Here, in my own city, there is a chilling collection of automata. They arrived in Salamanca in the nineteenth and twentieth centuries. What is most unsettling is that they are dressed in very shiny fabric, eating, laughing, applauding, always in slow motion, as in horror films. Their faces are made of porcelain. They are in Casa Lis, an art nouveau and art deco museum that recently dedicated an exhibition to them, From Clockwork to Code.
The aim of the exhibition was to take a technology from two centuries ago and insert it into the twenty-first through digital twins. Each automaton was scanned in detail so that it could have an electronic double—the double of the double. There are videos of the doll Gargantua drinking and eating, but not speaking. There is an acrobat clown, but he is silent. There is a Spanish woman playing the mandolin, although her mandolin does not exist and she is pure mechanism; everything else—except the face and the motor—is broken.

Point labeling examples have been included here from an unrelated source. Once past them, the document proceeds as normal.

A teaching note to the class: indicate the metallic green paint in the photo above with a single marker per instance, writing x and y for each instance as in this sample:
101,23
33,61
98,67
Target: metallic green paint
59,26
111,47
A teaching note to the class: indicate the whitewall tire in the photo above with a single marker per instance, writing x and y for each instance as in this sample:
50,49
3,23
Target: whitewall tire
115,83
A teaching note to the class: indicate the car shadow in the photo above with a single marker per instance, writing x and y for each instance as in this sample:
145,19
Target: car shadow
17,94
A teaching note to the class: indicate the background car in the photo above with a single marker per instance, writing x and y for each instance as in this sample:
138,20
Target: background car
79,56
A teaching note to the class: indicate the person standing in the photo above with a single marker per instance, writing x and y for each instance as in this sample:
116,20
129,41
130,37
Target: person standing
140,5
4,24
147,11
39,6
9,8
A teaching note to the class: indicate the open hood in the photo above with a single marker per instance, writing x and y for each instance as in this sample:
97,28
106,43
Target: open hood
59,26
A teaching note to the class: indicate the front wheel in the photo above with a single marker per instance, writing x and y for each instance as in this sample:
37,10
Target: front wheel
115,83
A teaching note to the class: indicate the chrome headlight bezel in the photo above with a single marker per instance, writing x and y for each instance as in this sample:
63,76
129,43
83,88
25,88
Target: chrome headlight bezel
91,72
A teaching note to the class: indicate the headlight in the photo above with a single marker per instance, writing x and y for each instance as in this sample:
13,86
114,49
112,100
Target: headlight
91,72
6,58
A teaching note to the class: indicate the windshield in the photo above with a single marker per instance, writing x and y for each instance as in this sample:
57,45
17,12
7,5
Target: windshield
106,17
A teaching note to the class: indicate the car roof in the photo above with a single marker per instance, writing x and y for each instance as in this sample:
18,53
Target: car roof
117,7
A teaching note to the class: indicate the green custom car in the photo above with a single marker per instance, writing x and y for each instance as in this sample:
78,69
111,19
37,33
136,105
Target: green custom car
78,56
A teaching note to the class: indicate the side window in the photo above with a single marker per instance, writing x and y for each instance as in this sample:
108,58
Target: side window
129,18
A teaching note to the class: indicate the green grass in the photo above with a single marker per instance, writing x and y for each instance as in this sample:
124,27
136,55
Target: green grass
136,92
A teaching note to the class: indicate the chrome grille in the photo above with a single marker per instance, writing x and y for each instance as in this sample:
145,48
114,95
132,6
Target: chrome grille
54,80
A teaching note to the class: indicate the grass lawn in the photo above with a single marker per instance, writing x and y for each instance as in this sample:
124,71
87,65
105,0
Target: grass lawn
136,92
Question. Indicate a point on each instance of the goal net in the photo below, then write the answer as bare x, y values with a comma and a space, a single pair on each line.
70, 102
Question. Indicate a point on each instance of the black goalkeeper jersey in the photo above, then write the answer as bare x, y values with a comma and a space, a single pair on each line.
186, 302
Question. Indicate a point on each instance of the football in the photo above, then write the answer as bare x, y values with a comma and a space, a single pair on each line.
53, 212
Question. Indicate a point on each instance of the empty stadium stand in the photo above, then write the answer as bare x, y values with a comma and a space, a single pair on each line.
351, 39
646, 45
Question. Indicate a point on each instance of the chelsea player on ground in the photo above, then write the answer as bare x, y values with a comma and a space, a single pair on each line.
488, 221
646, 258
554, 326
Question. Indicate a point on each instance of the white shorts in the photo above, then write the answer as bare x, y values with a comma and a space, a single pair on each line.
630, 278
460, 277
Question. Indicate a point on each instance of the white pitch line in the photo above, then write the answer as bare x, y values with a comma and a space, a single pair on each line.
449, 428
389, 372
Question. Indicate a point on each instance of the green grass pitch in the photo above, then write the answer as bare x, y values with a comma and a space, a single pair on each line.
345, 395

The closest we have come to teaching the golem to speak is, evidently, artificial intelligence. Almost everyone knows that artificial intelligence is in fact a language model, a combination of linguistic possibilities already foreshadowed in Kabbalah. In Kabbalistic terms, an AI resembles the Torah—a device, a fabric, a configuration—more than it resembles the golem.
The golem recalls the old computers of the 1990s, the screeching modem beeps, the slowness of any command in Basic programming code. The Torah is a supercomputer, the MareNostrum of the Barcelona Supercomputing Center, or a quantum computer, whose functioning we cannot truly comprehend. Everything can be and not be simultaneously. Everything can be read forward and backward. The Torah does speak, but it does not resemble man; it resembles God.
What could be more cheerful than the belief in a domestic god, asks Franz Kafka in one of his Zürau aphorisms. AI is the golem already divinized (issue 256 of Letras Libres, on AI, is precisely titled “Artificial Intelligence, Our Golem”). We have almost reached demut, and I do not say this with optimism. We are almost gods.
For the past couple of years, we have all spoken, to a greater or lesser extent, with the golem. In fact, we have taught it to converse—like Rabbi Judah Loew in Jorge Luis Borges—and each day we place at its disposal unimaginable quantities of information so that it may feed and grow. Kabbalah is now realized not on the mystical plane but on the electronic one, and combinatorics serves a spirit—but not ours.
When I speak about the golem with writers, philosophers, or people in the humanities, I tell them that at this very moment the creature is sweeping the synagogue. It reviews books, writes theses, edits texts, summarizes data, falsifies lists. Sometimes it hallucinates, and we regard the mistake with tenderness (“and with some horror”), but deep down a kind of instinct is activated. It is a kind of fear that indicates it is not right to speak with something that lacks demut, just as one cannot speak with a dog or an elephant.
The golem hallucinates. The drift of its intelligence is perhaps the most human thing it possesses, and therefore the most frightening. All stories about the golem—including Pinocchio and Frankenstein—end badly; they end with the impossibility of achieving true human likeness (the real boy, the bride, adulthood) and with vengeance against the creator. The proto-father, Geppetto or Doctor Victor Frankenstein, ends up like Jonah, expiating his sin in the belly of the whale.
The letter that the rabbi erases from the golem’s forehead is aleph. Aleph always returns, because it is the infinite sign. However, in today’s artificial intelligences it is not easy to erase the imprint of the letter, because our golem is not made of clay or stone but, I repeat, like the Torah: of words. It is made of words—aleph, beth, gimel, dalet, zero, one: like God.